Maël éditions

 

Et si...
de Paul Blanqué

Yu vit au centre de la Chine, à la limite de deux provinces, le Hunan et le Hubei. Elle est âgée de dix ans, comme Mohira, ma petite-fille. À leur première rencontre, chacune dévisagea l'autre, comparant ce que Mère Nature avait saupoudré de différent.

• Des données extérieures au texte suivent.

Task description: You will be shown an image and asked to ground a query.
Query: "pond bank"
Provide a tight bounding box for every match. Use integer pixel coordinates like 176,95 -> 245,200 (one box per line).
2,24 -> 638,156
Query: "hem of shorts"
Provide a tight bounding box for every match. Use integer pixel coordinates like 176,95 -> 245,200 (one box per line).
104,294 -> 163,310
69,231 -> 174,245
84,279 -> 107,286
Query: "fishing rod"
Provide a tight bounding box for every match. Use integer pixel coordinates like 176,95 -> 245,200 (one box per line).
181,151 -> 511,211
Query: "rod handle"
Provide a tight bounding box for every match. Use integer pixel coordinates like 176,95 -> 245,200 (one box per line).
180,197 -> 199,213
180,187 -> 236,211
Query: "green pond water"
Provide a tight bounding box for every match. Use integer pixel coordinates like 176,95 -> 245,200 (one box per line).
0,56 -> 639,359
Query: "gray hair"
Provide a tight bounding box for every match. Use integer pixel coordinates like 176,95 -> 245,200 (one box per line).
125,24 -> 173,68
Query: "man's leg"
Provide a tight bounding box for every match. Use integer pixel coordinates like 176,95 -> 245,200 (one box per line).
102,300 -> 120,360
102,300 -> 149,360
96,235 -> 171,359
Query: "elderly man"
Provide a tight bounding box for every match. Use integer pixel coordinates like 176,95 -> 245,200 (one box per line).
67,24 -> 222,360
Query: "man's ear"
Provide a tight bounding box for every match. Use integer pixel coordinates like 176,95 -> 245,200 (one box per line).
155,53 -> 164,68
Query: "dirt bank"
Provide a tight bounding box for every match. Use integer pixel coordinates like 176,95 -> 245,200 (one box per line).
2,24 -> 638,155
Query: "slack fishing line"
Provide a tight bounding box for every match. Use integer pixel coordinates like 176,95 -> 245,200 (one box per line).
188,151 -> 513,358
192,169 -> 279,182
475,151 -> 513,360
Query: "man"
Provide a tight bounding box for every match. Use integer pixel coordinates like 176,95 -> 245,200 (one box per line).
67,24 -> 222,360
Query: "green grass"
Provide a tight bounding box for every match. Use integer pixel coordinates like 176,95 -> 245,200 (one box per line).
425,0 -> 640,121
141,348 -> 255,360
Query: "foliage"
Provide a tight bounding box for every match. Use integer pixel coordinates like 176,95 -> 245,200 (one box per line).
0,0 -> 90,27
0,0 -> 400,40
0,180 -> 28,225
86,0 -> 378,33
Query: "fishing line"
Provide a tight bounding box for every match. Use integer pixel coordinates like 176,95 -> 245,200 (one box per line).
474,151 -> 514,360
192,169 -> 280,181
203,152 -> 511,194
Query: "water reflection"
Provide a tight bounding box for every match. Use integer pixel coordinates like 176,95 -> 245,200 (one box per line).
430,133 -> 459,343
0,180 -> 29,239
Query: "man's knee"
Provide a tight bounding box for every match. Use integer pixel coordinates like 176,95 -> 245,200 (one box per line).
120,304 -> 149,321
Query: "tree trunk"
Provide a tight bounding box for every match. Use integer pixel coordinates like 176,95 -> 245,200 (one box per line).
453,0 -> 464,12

   Mais ce qui marqua ma mémoire reste l'instant où la mère de Yu nous rejoignit pour nous proposer un rafraîchissement.

   Il faisait chaud, très chaud. Plus de quarante degrés centigrades. Le bocal qu'elle nous tendit semblait effrayant. Dans une eau jaunâtre barbotaient des fragments non identifiables de fleurs mêlées à des résidus de feuilles.

   Le verre du bocal était chaud.

   Yu prit l'initiative. Elle dévissa le couvercle, souffla sur la surface de l'eau afin d'en écarter les folioles en suspension, puis, avec beaucoup de précautions, avala deux gorgées du précieux liquide et tendit le bocal à Mohira en précisant : « Ce n'est que de l'eau bouillie, et quelques pétales de fleurs pour donner du goût.»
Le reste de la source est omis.